You can use "utilities/volumetricMeshUtilities/generateMassMatrix". It calls a routine from "generateMassMatrix.h" in the "volumetricMesh" library, which you can call directly from your code.

How can I compute the stiffness matrix?

Use "GetTangentStiffnessMatrix" (or "ComputeStiffnessMatrix") in any of the several provided material classes.

Is there a MS Visual Studio project (solution) file available?

Yes. It is included with Vega FEM 3.0. Please see the "Microsoft Visual Studio" paragraph in Section 1.1 in the User's Manual.

What are the physical units used in Vega?

Input 3d meshes: meters (m)
Time: seconds (s)
Forces: Newton (N)
Young's modulus: Pa=N/m^2
Poisson's ratio: no unit (dimensionless)

How are the invariants I, II, III defined (for isotropic materials)?

Vega follows the definition in:

BONET J., WOOD R. D.: Nonlinear Continuum Mechanics for Finite
Element Analysis, 2nd Ed.
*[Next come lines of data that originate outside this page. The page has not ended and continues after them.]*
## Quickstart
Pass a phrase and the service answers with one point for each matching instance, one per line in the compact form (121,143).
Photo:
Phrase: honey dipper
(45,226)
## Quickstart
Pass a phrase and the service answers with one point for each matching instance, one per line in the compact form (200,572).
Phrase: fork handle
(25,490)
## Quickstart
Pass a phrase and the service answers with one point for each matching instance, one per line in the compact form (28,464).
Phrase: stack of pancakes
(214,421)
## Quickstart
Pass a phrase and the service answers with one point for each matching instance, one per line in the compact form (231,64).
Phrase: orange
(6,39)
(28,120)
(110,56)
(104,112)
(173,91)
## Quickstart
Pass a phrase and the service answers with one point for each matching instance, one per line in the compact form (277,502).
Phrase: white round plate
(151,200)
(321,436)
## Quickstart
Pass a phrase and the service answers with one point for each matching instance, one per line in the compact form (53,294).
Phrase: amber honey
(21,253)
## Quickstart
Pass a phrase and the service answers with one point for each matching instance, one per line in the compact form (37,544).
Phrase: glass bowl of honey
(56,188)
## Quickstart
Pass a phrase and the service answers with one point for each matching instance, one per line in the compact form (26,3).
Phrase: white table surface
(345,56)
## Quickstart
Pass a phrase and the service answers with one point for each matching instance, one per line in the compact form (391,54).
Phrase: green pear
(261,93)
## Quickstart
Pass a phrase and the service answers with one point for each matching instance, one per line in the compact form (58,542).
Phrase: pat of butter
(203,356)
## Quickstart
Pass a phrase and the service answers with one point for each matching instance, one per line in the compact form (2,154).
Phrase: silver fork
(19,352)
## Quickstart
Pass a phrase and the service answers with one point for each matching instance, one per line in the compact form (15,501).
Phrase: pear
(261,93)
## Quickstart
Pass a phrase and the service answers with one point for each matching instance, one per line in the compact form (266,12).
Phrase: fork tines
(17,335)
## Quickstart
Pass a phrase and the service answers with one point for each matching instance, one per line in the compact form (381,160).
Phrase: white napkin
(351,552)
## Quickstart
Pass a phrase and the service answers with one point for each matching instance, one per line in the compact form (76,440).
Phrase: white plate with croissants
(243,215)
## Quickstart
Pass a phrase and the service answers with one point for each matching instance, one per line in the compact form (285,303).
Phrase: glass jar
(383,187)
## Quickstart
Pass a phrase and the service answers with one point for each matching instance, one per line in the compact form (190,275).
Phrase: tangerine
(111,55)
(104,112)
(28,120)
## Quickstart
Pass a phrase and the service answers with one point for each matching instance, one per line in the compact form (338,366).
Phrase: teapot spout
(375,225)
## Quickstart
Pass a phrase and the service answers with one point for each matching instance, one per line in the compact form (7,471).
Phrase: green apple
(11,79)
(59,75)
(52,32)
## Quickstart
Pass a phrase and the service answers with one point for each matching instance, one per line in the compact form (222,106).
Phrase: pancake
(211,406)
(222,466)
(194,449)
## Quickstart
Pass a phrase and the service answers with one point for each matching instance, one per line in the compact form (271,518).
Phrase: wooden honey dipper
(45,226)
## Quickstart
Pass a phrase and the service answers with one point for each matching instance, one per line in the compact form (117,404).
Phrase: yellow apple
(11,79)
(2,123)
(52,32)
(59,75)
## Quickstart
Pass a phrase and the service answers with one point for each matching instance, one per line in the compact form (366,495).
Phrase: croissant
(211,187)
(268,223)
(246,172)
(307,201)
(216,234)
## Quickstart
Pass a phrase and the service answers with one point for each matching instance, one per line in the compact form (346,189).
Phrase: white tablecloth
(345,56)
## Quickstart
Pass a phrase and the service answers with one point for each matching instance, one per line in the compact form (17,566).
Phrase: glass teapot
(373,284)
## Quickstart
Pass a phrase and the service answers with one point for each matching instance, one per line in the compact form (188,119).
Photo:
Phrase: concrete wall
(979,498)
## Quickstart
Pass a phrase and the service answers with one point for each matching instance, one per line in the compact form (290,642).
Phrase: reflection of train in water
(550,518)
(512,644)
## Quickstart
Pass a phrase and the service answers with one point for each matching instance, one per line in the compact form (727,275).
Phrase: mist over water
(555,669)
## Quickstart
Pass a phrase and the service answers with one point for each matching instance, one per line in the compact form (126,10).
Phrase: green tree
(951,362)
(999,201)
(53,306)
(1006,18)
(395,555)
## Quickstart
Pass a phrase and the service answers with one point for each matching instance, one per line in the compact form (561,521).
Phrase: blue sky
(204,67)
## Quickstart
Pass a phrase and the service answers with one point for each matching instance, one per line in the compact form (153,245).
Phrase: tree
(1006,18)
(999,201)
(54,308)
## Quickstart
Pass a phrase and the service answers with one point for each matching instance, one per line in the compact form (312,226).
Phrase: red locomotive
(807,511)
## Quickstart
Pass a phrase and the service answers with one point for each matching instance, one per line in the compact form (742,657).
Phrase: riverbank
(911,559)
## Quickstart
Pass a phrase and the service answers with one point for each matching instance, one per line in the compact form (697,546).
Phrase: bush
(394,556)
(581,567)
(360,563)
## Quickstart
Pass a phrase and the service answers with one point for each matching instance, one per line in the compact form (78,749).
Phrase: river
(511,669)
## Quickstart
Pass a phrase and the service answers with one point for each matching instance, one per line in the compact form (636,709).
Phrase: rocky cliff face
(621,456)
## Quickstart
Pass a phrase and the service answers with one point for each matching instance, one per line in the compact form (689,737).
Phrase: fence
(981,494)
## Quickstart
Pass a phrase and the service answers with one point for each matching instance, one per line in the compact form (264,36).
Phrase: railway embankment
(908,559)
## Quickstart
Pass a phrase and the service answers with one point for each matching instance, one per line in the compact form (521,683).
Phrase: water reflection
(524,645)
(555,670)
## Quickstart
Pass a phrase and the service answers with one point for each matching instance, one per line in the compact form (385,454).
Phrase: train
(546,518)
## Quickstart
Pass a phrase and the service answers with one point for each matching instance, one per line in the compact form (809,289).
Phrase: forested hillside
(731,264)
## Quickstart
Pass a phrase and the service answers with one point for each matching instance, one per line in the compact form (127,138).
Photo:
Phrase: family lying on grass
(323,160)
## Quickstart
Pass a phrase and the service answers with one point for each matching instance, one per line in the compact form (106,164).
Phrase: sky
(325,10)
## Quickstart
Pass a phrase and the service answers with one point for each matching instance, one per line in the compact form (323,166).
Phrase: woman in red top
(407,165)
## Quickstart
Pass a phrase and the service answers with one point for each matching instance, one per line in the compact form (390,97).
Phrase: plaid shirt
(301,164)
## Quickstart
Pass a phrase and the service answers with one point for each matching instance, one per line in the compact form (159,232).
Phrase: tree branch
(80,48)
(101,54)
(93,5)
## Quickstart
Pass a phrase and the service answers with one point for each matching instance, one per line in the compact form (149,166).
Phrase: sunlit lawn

Cambridge University Press, 2008
Under this definition,
II = tr(C^2) = lambda_1^4 + lambda_2^4 + lambda_3^4
Some other references, however, define II as
II' = lambda_1^2 lambda_2^2 + lambda_2^2 lambda_3^2 + lambda_3^2 lambda_1^2
It is possible to easily convert from II to II'; the two are related via I^2.

I want to voxelize my triangle mesh. How do I do so?

Use the functionality in the objMesh library, objMeshOffsetVoxels.h. Alternatively, you can use the GUI in the LargeModalDeformationFactory. Input is arbitrary triangle mesh ("polygon soup"), output is a volumetric mesh, consisting of the cubes, in the .veg format. Optionally, the code allows you to flood-fill the interior, which is useful for solid objects.

Where can I learn more about FEM, deformable objects, and the methods implemented in Vega?

Our research paper on Vega (Computer Graphics Forum Journal) explains the implemented methods and analyzes the performance of Vega. You can also read the cited papers, and visit the webpage of a SIGGRAPH course on FEM for deformable object simulation.